Do you have a favorite story from your years in the field?

I have many but here’s one: I’ve eaten an endangered species. Once, when in the Bob Marshall Wilderness Complex, a colleague and I were finishing sampling remote whitebark pine stands and radioed to the Big Prairie Ranger Station that we would be hiking there the next day. They radioed back that they had a surprise for supper — they were barbequing a “mystery” meat. What we didn’t know is that the previous night, a grizzly bear had been raiding tents and chasing people at a camp just north of Big Prairie. The game warden had to be called in and he determined that the bear had been so habituated to humans that it needed to be killed. He shot it that night, but couldn’t leave the meat because it would have attracted other bears. So, being a conscientious and smart warden, he decided it was better to butcher the bear and wrap all the meat for the crews at Big Prairie to eat than to leave it and attract other bears. When we arrived at Big Prairie, we were treated to a wonderful BBQ and then asked to identify the bad-tasting meat. We could not guess the animal and, when told, couldn’t believe that we had actually eaten a species on the endangered species list.

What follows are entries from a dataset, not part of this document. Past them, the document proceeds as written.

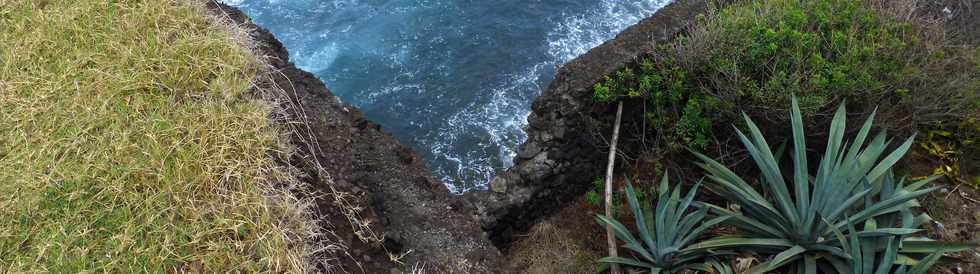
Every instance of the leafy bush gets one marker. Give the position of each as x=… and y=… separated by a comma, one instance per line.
x=799, y=221
x=753, y=55
x=663, y=238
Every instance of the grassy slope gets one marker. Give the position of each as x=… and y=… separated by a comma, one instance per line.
x=127, y=144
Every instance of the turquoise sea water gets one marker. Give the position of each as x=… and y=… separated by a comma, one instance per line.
x=453, y=79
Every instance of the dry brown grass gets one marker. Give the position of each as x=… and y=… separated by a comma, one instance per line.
x=129, y=142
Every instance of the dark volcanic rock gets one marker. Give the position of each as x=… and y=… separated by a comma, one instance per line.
x=407, y=204
x=561, y=157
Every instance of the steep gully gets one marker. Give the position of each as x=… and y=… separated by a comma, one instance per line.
x=414, y=211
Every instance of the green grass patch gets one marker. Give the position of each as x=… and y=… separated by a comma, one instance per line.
x=128, y=144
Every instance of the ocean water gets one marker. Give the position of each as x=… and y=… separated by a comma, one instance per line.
x=453, y=79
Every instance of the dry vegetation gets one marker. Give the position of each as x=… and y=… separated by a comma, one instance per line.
x=129, y=142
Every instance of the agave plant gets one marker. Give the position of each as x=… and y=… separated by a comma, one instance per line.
x=661, y=245
x=798, y=216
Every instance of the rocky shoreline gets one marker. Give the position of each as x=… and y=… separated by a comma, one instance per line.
x=421, y=222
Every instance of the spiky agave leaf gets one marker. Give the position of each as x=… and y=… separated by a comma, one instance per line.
x=664, y=233
x=798, y=219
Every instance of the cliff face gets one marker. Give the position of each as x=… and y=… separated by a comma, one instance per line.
x=401, y=199
x=562, y=156
x=410, y=207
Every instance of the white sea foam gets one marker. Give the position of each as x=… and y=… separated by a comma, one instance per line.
x=505, y=117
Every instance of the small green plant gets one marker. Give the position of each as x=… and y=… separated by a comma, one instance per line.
x=663, y=238
x=799, y=221
x=753, y=55
x=594, y=195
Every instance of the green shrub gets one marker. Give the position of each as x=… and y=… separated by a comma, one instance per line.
x=754, y=55
x=799, y=221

What do you think the biggest issue facing forest health is today?

As an ecologist, I would have to say exotic diseases and insects. If you objectively evaluated the ecological damage wrought by just three agents: white pine blister rust, chestnut blight and gypsy moth, it would be obvious that these introduced agents have altered more ecosystems and have changed more lands than other anthropogenic factors. And, equally damaging is that their impacts are especially long-lasting, making mitigation, remediation or restoration of the damaged ecosystems difficult. It takes the impacted species many years to adapt or overcome the effects of the pathogen or insect. This is quite discouraging to many who hope to return these ecosystems to their historical prominence.

Where was the most interesting, most intriguing, most impactful or favorite place you were able to travel to in the name of science and why?

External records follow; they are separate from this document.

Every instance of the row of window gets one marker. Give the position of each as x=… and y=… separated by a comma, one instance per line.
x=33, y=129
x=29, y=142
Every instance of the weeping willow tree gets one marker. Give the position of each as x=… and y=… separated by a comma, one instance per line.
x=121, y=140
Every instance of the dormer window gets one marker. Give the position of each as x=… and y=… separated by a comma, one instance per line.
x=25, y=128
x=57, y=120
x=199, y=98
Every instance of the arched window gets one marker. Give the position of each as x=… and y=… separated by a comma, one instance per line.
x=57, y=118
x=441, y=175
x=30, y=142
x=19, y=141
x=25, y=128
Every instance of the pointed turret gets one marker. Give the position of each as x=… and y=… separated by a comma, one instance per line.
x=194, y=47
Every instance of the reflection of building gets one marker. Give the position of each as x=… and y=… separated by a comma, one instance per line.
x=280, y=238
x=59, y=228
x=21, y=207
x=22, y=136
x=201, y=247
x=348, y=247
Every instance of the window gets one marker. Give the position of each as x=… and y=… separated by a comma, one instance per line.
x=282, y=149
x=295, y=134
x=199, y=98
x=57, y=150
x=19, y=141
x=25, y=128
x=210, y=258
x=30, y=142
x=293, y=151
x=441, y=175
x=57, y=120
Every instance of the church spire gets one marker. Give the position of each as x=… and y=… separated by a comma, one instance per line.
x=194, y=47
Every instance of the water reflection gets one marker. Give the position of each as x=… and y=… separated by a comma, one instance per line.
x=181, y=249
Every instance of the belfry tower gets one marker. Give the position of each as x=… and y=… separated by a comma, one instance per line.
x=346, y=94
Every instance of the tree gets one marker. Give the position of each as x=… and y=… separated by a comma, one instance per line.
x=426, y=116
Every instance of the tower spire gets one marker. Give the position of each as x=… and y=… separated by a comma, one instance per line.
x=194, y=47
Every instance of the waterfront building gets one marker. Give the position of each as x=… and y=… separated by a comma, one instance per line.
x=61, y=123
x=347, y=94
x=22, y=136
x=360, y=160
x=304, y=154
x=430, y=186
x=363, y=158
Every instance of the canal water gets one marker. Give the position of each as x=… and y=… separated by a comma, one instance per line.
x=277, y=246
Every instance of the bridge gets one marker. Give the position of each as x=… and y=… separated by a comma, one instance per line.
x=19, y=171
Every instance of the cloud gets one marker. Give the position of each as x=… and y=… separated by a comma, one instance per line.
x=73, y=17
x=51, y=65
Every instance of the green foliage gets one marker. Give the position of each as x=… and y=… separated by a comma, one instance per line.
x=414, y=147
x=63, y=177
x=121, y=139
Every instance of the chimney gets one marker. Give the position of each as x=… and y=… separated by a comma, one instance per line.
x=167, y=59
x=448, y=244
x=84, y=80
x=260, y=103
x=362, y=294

Over the last 25 years, I’ve spent part of my summers in the Bob Marshall Wilderness Complex in central Montana. It holds a special place in my heart. There is a guard station in the center of this special wilderness area that is one of my favorite places on earth — Big Prairie. When you hike there, it is like stepping back in time where life slows down and you can hear the heartbeat of the landscape. I’ve sampled many plant communities in the landscapes surrounding Big Prairie and have enjoyed many campfires with those dedicated people who manage our wilderness. It is truly a state of mind rather than a place.

Who is your favorite fictional scientist and why?
The ecologist/doctor in the movie “Master and Commander.” His passion for science was impressive.

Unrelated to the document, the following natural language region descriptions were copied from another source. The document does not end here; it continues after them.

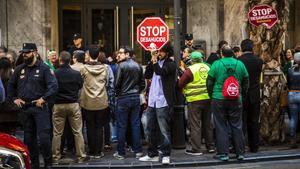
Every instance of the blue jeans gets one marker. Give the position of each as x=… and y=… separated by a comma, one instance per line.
x=158, y=130
x=294, y=108
x=128, y=107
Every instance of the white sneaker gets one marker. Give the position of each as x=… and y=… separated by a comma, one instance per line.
x=165, y=160
x=147, y=158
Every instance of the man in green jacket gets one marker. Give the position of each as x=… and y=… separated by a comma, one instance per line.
x=227, y=112
x=199, y=114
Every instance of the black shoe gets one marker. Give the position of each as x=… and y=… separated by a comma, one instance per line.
x=293, y=144
x=240, y=157
x=222, y=157
x=253, y=150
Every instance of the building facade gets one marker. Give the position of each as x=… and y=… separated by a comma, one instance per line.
x=111, y=23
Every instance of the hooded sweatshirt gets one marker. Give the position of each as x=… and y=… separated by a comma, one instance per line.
x=94, y=94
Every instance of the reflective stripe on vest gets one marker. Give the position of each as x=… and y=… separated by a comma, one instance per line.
x=196, y=90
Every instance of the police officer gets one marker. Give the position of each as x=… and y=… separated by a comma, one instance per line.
x=30, y=87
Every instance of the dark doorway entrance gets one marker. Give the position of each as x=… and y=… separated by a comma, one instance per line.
x=110, y=23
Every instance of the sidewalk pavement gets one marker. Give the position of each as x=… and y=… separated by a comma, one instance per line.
x=180, y=159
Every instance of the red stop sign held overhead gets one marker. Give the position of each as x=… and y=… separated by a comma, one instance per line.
x=263, y=15
x=152, y=33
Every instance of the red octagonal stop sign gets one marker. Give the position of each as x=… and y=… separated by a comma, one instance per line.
x=263, y=15
x=152, y=33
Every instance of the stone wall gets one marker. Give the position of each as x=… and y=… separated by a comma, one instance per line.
x=28, y=21
x=203, y=22
x=3, y=29
x=297, y=22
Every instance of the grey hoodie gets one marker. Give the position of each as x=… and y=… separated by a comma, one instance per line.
x=94, y=94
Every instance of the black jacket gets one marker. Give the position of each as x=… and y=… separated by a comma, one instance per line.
x=213, y=57
x=69, y=83
x=168, y=78
x=129, y=79
x=32, y=83
x=253, y=65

If you weren’t a scientist, what would you be? Why?

I’ve thought about this quite a bit and have narrowed it down to a high school or college teacher, a wilderness ranger, a short order cook or a Peace Corp volunteer, in no special order.

Where is your favorite spot to experience nature and why?

The whitebark pine stands surrounding Missoula Montana. These forests have a very interesting ecology in that the seeds of the whitebark pine are dispersed by a bird, the Clarks Nutcracker, and they are quite beautiful, with amazing views and exceptional natural beauty. The forest is often open-grown and easy to walk through, providing excellent access to all nature has to offer from botanical wonders to wildlife opportunities.